Witam,
Przygodę z łowiectwem zacząłem w zeszłym roku. Zaczęła się od poznania kolegi Alfredo Wargasa. Jak u wielu z Was, u zarania były jakieś "nurkowania" z ruską maską i płetwami na wakacjach, a to w jeziorkach pojezierza Dobiegniewskiego, a to w Bałtyku... Od dziecka bardzo mi się to podobało, gdyż większość moich zainteresowań związana była i jest z podglądaniem, poznawaniem świata flory i fauny. Później z zazdrością oglądałem Greków czy Włochów śmigających pod wodą z kuszami. Zawsze wtedy myślałem, kurcze, dlaczego w Polsce to nielegalne?;) Do dzisiaj nie wiem, dlaczego tak mi się wydawało Cóż, trzeba się było zadowolić wędeczkami i spoglądaniem na wodne ekosystemy "z góry". Wiosną zeszłego roku, kolega Alfredo postanowił mnie naprostować w tejże tematyce;) I ruszyły pierwsze wyprawy Sprzęt, choć ciężko to tak nazwać, powiedzmy że baaaardzo podstawowy. Rekreacyjna maska, jakaś rurka, płetwy... Alfredo miał jeszcze dwie kusze gumówki (i zepsutego pneumata;)),oraz piankę na deskę. Aaaa, mieliśmy też kąpielówki, żeby nie było . Podczas pierwszej wyprawy Alfredo, choć sam żółtodziób, robił za nauczyciela. Miał już kartę łowiectwa, ja jeszcze nie. Więc pływałem za nim, niczym cielę za krową, przyglądając się jego działalności. Załapałem . Druga wyprawa już z własną kartą, choć wciąż bez sprzętu. Od czerwca odwiedziliśmy kilkukrotnie jezioro Lubikowskie, Bierzwnik i Lipie, wszystkie w moich ulubionych rejonach, czyli pojezierze Dobiegniewskie i Niecka Ząbszyńska. Wyniki oczywiście mizerne, jakieś średnie okonie (daleko im do okazów, ale na wędkę takich nigdy nie wyjąłem), wzdręgi, płocie, szczupaczek... Alferdowi szło lepiej, znacznie więcej widział pod wodą, wiedział gdzie szukać itp. Dawał masę cennych rad, za co jestem mu bardzo wdzięczny. Dodatkowo zdałem sobie sprawę z własnej kondycji, a raczej jej braku Kilka tirów wypalonych fajek, plus parę arów konopii zrobiły swoje... Niemniej jednak największą radość i tak miałem z samego faktu przebywania w tym magicznym świecie...

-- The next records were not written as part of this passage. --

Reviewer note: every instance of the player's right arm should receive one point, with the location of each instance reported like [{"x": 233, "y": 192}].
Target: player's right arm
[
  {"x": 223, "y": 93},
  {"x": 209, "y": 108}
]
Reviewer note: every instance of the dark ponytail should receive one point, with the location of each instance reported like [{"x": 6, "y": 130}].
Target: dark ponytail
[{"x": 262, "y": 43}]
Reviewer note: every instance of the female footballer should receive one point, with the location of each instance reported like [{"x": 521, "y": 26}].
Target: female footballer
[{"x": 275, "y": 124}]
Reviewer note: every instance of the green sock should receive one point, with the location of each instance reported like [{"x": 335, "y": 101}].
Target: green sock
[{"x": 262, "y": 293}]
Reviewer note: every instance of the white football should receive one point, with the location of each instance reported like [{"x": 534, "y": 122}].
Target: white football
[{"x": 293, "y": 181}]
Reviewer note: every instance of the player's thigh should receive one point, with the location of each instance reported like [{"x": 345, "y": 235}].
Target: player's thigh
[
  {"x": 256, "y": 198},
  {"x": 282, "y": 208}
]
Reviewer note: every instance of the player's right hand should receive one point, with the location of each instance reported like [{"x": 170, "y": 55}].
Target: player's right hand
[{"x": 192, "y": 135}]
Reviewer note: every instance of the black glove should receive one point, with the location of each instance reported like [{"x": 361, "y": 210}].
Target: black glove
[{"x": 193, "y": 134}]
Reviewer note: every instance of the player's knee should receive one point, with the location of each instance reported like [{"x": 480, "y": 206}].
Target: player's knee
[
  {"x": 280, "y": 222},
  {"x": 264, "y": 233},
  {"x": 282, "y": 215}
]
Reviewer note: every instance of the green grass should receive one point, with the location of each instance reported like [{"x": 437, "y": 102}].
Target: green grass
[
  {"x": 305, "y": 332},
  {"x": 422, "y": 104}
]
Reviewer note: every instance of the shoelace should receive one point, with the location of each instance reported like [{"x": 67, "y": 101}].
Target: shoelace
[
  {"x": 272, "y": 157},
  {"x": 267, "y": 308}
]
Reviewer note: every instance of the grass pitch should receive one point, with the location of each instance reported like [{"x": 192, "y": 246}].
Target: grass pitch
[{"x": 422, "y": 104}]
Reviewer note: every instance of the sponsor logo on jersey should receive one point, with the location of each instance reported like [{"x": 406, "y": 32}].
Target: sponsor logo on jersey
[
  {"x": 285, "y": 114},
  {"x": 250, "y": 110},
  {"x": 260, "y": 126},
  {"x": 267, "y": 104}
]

Do dzisiaj sprzętu już trochę przybyło, choć to i tak początki. Już przebieramy nogami z Alfredo, już planujemy, już sprzęty zamawiamy, już wszystko tuż, tuż Wiosna na horyzoncie, na pyskach permanentne banany
Życzę szanownym forumowiczom rybnych wód i połamanych harpunów.